The result is a shallower snowpack, earlier snowmelt and less water in spring.

"The real question," Maxwell says, "is how these processes translate from individual trees to hillslopes to large watersheds."

Dead trees don't transpire water. Once a forest has died, this important flow of moisture from the ground to the atmosphere ceases.

That can mean a loss of as much as 60 percent of the water budget, although increases in ground evaporation or transpiration from understory shrubs and bushes may compensate for some of the lack.
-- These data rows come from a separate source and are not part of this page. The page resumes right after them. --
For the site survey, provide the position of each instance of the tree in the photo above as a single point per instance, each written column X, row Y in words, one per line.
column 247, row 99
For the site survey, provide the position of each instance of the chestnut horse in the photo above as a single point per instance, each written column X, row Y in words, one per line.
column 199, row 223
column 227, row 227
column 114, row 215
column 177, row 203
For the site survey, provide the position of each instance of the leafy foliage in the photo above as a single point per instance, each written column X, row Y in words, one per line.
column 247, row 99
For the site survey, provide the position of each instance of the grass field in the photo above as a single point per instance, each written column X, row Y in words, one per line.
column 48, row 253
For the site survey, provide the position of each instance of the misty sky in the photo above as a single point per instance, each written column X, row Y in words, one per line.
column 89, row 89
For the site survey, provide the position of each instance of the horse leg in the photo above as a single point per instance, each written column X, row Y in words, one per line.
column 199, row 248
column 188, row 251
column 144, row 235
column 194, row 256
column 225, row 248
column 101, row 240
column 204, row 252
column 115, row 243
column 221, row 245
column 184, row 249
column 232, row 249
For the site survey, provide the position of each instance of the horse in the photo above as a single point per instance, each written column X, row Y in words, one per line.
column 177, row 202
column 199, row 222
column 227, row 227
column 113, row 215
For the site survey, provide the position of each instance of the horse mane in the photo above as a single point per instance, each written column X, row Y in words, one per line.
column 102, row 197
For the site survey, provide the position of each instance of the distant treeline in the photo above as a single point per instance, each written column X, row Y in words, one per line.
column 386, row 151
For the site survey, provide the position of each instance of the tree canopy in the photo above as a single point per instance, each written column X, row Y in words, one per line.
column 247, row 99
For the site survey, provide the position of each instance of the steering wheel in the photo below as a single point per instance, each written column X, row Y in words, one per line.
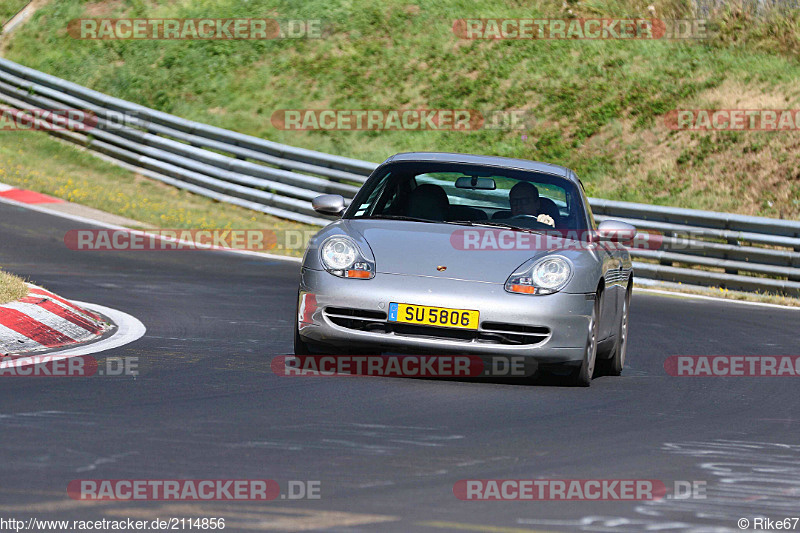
column 534, row 218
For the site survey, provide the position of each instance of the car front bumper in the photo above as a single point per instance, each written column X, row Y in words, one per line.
column 565, row 316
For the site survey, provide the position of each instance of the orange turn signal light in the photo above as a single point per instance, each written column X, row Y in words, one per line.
column 524, row 289
column 358, row 273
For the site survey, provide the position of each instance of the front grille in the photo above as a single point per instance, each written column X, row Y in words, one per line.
column 488, row 333
column 360, row 319
column 515, row 333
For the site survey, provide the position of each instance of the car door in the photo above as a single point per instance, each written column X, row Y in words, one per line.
column 609, row 256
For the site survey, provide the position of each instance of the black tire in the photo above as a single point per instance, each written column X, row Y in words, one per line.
column 582, row 376
column 300, row 346
column 614, row 365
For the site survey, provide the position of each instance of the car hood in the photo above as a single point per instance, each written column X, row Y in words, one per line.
column 422, row 249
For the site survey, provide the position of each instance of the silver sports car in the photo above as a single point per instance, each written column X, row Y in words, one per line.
column 454, row 253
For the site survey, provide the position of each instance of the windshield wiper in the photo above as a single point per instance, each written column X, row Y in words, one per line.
column 397, row 217
column 494, row 224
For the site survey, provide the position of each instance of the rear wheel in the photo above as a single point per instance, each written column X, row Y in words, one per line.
column 614, row 365
column 582, row 376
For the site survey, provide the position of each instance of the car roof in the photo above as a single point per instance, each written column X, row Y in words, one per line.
column 488, row 160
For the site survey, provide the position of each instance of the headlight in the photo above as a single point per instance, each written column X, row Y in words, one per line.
column 544, row 276
column 341, row 257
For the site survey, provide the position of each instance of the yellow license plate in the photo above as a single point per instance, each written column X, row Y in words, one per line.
column 433, row 316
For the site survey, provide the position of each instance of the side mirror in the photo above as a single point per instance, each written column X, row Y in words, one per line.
column 616, row 231
column 328, row 204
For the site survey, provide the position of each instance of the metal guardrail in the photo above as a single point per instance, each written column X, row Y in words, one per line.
column 699, row 247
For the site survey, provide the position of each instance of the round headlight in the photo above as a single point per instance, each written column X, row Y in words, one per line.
column 551, row 273
column 338, row 253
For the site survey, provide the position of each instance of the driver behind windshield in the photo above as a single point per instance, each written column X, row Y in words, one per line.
column 524, row 200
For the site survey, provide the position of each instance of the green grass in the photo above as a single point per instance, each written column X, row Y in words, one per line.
column 9, row 8
column 599, row 105
column 11, row 288
column 36, row 161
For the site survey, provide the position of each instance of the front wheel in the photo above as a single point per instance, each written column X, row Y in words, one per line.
column 582, row 376
column 300, row 347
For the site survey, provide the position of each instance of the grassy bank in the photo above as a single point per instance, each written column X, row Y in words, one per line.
column 11, row 288
column 9, row 8
column 39, row 162
column 599, row 106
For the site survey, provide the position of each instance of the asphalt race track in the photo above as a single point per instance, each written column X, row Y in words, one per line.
column 386, row 452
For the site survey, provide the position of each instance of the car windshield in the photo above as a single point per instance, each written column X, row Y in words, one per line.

"Combined with what's happening to snowpack depth," says Maxwell, "it becomes a complicated relationship that can change the timing and magnitude of spring runoff from snowmelt--and an entire year's water resources."

Tree mortality also appears to affect forest carbon and nitrogen cycles through increases in dissolved organic carbon.

"We've seen changes in drinking water quality in beetle-affected watersheds that are almost certainly related to high dissolved organic carbon levels," says Maxwell.

As Maxwell, Mikkelson, Bearup and colleagues discovered, there's a lag time between beetle infestation and water quality declines, "so tree and forest water transport processes are very likely involved," says Maxwell.


All watersheds great and small
The observations prompted the researchers to study processes at the individual tree and hillslope scale to better understand what's happening in watersheds large and small.

"Watersheds are complex, interrelated systems," says Maxwell, "which makes understanding them more challenging.

"We're developing complex, numerical models of bark beetle-infested watersheds that include our best understanding of how and where water flows. The models are allowing us to isolate individual processes by turning them on and off in 'what-if' scenarios."

Along with on-the-ground observations, he says, "they're showing us more of the complex story of pine beetle effects on Western watersheds.

"We now know that healthy watersheds ultimately depend on healthy forests."

Western streams and rivers soon may be part of dead and dying forests, surrounded only by the ghosts of lodgepole pines past.